Выражение «наша новая, счастливая жизнь» повторялось несколько раз. Видимо, министерству благоденствия оно особенно полюбилось. Парсонс, подобравшийся при звуке трубы, сидел и слушал, открыв рот, с важным видом привыкшего к скуке недоучки. Цифры говорили ему мало, но он понимал, что им следует радоваться. Он вытащил огромную потертую трубку, наполовину набитую обугленным табаком. При норме 100 граммов в неделю набить трубку целиком удавалось редко. Уинстон курил папиросу «Победа», осторожно держа ее строго горизонтально. Новую пайку дадут только завтра, а у него осталось всего четыре папиросы. Он отрешился от постороннего шума и прислушался к потоку слов с телеэкрана. Похоже, демонстранты благодарили Большого Брата даже за то, что он повысил норму шоколада до двадцати граммов в неделю. Только вчера, вспомнилось Уинстону, объявили об
С телеэкрана все еще сыпалась баснословная статистика. По сравнению с прошлым годом стало больше еды, больше одежды, больше домов, больше мебели, больше кастрюль, больше топлива, больше кораблей, больше вертолетов, больше книг, больше детей – больше всего, кроме болезней, преступлений, безумия. Год за годом, минута за минутой все и вся со свистом неслось вперед, к светлому будущему. Как Сайм пораньше, Уинстон взял ложку и принялся выводить узоры по растекшейся по столу бледной жиже. Он с досадой размышлял о материальной основе жизни. Всегда ли было так? Всегда ли еда имела такой вкус? Он оглядел столовую. Низкий потолок, стены, засаленные от прикосновений бесчисленных тел, разболтанные металлические столы и стулья, стоящие так тесно, что касаешься локтем соседа; погнутые ложки, помятые подносы, щербленые белые кружки; все поверхности сальные, во всех трещинах грязь; кисловатый дух, в каком мешается вонь дешевого джина, паршивого кофе, похлебки с металлическим привкусом и грязной одежды. Постоянно нутро, вся кожа зудела в нем от бунта, ощущения того, что его лишили принадлежавшего ему по праву.
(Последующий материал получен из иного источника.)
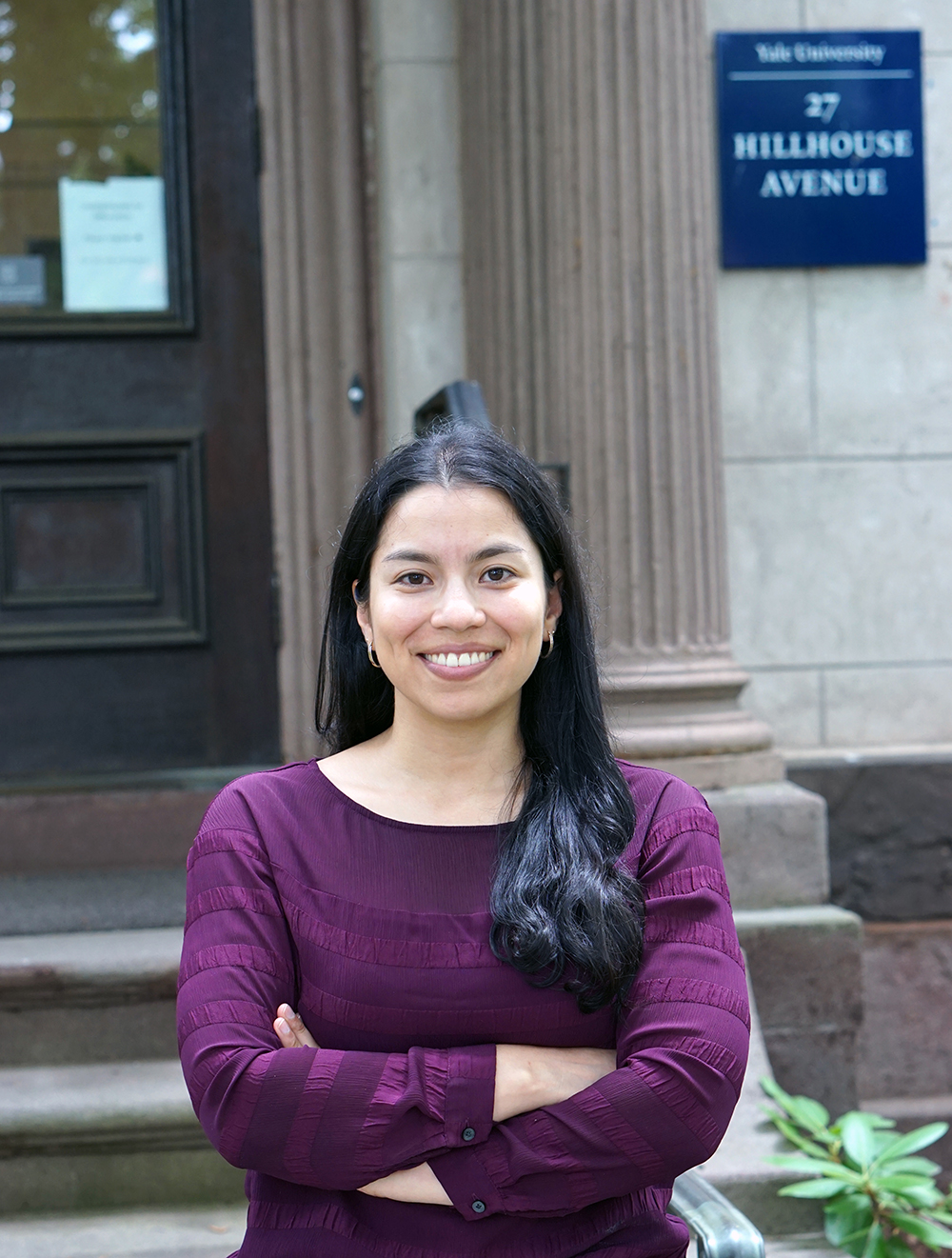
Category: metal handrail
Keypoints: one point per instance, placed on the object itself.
(721, 1229)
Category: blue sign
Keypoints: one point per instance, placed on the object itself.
(820, 148)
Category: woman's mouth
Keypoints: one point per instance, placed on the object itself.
(462, 659)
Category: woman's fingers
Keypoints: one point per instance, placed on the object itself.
(290, 1029)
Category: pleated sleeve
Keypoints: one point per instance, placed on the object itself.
(682, 1049)
(328, 1119)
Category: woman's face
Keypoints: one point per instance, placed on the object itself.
(458, 607)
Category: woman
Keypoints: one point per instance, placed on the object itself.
(514, 952)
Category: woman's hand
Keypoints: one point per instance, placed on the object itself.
(290, 1030)
(528, 1078)
(415, 1184)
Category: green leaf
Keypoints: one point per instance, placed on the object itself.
(909, 1167)
(935, 1235)
(813, 1189)
(814, 1167)
(915, 1140)
(901, 1183)
(851, 1203)
(921, 1198)
(803, 1109)
(858, 1140)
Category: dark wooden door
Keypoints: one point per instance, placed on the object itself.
(136, 623)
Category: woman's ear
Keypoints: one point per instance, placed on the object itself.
(553, 608)
(363, 610)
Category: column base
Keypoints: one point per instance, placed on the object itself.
(684, 716)
(713, 772)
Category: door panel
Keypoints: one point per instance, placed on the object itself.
(163, 434)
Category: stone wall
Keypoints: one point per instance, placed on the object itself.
(838, 450)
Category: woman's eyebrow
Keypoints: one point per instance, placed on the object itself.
(410, 556)
(407, 556)
(497, 549)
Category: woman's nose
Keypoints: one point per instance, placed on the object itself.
(458, 609)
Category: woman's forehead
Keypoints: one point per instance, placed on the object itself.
(438, 513)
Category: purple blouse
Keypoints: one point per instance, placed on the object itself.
(377, 932)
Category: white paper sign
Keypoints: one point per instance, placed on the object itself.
(112, 237)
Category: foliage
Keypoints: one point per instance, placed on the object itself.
(881, 1199)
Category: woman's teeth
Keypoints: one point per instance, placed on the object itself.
(465, 661)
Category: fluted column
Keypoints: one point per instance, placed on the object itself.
(317, 333)
(590, 310)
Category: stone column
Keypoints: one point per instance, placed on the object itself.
(316, 290)
(588, 216)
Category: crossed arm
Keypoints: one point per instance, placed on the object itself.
(526, 1078)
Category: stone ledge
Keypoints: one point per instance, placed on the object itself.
(210, 1233)
(805, 965)
(774, 842)
(89, 968)
(120, 1108)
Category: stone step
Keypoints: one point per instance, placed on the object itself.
(89, 996)
(102, 1136)
(211, 1233)
(90, 900)
(905, 1042)
(204, 1233)
(813, 1245)
(739, 1168)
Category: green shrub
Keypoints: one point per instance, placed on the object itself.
(881, 1200)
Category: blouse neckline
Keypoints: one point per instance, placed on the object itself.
(412, 827)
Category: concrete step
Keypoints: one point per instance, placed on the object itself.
(739, 1168)
(89, 996)
(805, 965)
(89, 900)
(813, 1245)
(205, 1233)
(911, 1112)
(905, 1042)
(103, 1136)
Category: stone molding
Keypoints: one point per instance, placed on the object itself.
(316, 282)
(587, 200)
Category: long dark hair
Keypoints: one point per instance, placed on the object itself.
(564, 909)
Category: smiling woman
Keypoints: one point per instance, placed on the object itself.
(521, 1008)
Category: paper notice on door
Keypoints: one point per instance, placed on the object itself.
(112, 237)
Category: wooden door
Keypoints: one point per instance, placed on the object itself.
(136, 611)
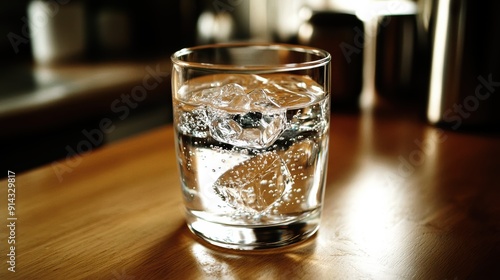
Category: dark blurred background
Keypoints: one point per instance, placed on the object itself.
(78, 74)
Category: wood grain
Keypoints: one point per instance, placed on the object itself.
(403, 201)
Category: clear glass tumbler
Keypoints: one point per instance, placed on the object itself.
(251, 128)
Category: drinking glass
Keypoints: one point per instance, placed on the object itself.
(251, 129)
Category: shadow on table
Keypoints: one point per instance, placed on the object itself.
(183, 256)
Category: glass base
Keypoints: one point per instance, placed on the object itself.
(251, 237)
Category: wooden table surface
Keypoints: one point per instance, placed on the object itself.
(403, 200)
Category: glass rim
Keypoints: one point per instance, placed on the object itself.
(324, 57)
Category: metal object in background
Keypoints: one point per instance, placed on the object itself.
(402, 59)
(341, 34)
(464, 89)
(57, 31)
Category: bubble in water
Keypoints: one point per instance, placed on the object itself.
(262, 181)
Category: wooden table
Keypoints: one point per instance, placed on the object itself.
(403, 200)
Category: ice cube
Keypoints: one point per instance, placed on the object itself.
(255, 184)
(194, 122)
(205, 96)
(227, 94)
(249, 130)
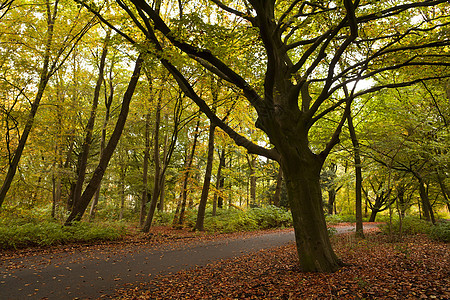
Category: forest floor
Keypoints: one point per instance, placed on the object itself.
(377, 268)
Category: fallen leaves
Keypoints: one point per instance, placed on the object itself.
(416, 268)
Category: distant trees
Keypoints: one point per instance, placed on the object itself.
(287, 81)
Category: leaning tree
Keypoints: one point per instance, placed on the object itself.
(297, 52)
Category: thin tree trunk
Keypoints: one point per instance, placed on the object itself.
(92, 186)
(157, 173)
(219, 182)
(90, 127)
(277, 196)
(144, 198)
(122, 190)
(190, 159)
(426, 205)
(163, 175)
(358, 179)
(251, 159)
(206, 181)
(44, 78)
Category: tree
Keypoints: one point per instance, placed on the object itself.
(51, 61)
(300, 44)
(99, 171)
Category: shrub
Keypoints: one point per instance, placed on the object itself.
(232, 220)
(162, 218)
(48, 232)
(410, 225)
(441, 231)
(271, 217)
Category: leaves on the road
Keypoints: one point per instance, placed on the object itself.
(416, 268)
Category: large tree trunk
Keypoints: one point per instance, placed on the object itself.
(82, 162)
(93, 184)
(206, 181)
(302, 177)
(45, 74)
(358, 177)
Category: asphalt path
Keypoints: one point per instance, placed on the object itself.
(92, 273)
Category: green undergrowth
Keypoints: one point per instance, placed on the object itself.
(413, 225)
(29, 232)
(234, 220)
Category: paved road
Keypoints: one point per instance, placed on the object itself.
(89, 274)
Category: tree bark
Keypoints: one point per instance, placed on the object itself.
(426, 205)
(277, 195)
(144, 198)
(45, 74)
(206, 181)
(304, 192)
(251, 159)
(218, 199)
(157, 173)
(358, 177)
(161, 203)
(108, 103)
(82, 162)
(189, 161)
(92, 186)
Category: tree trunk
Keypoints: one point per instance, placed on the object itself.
(303, 186)
(277, 195)
(108, 103)
(331, 200)
(251, 159)
(373, 215)
(157, 173)
(91, 188)
(206, 181)
(426, 205)
(45, 74)
(90, 127)
(163, 175)
(220, 180)
(145, 171)
(189, 161)
(358, 180)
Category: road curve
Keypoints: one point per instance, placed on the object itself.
(89, 274)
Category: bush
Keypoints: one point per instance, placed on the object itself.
(162, 218)
(47, 232)
(410, 225)
(441, 231)
(232, 220)
(271, 217)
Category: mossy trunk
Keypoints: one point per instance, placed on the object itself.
(305, 198)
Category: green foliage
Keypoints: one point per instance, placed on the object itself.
(17, 234)
(230, 220)
(271, 217)
(334, 219)
(410, 225)
(413, 225)
(441, 231)
(162, 218)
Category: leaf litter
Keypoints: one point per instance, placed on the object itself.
(376, 268)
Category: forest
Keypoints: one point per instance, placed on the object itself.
(223, 116)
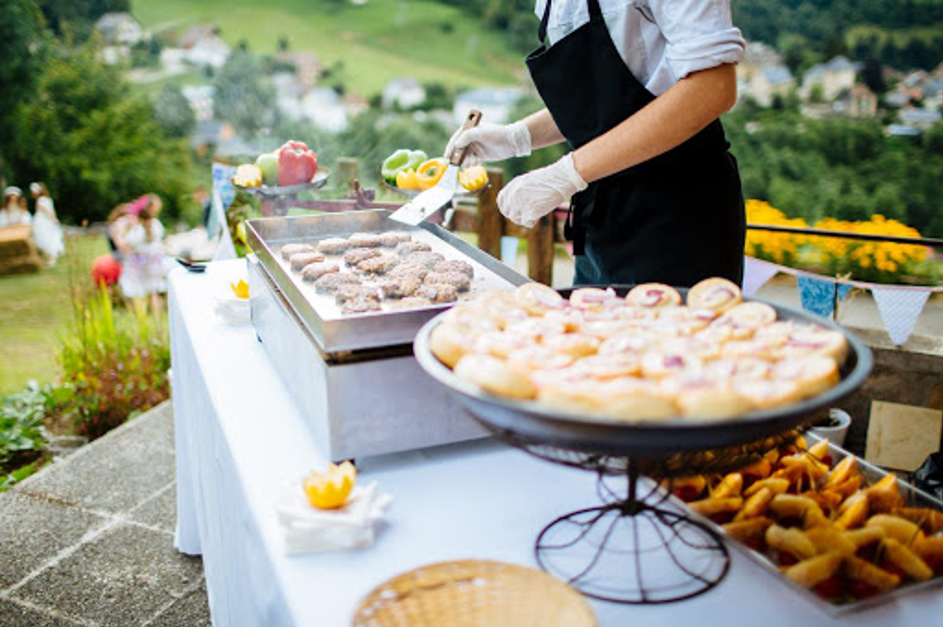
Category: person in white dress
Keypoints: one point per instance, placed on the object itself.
(140, 242)
(47, 232)
(14, 211)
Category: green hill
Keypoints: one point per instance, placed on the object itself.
(369, 43)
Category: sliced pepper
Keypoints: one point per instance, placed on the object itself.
(406, 179)
(473, 178)
(430, 172)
Да, правда, насколько помнилось, иной жизни он не знал: никогда не ел досыта, носки и нижнее белье занашивал до дыр, мебель – вечно раздолбанная и шаткая, топили плохо, вагоны подземки шли битком, дома разваливались, хлеб – черный, чай – большая редкость, кофе – противный, табаку не хватает, один только дешевый синтетический джин всегда в избытке. И хотя с возрастом переносить лишения все труднее, разве это не свидетельствует о том, что естественный порядок вещей вовсе не должен быть таким? Если сердце щемит от бесприютности, грязи и лишений, от нескончаемых зим, от промокших ног, а лифты вечно не работают, вода только холодная, мыло грубое и сушит кожу, табак из папирос высыпается, еда по вкусу с помоями схожа? Если жизнь кажется невыносимой, не говорит ли в тебе память предков, оставшаяся с тех времен, когда все было иначе?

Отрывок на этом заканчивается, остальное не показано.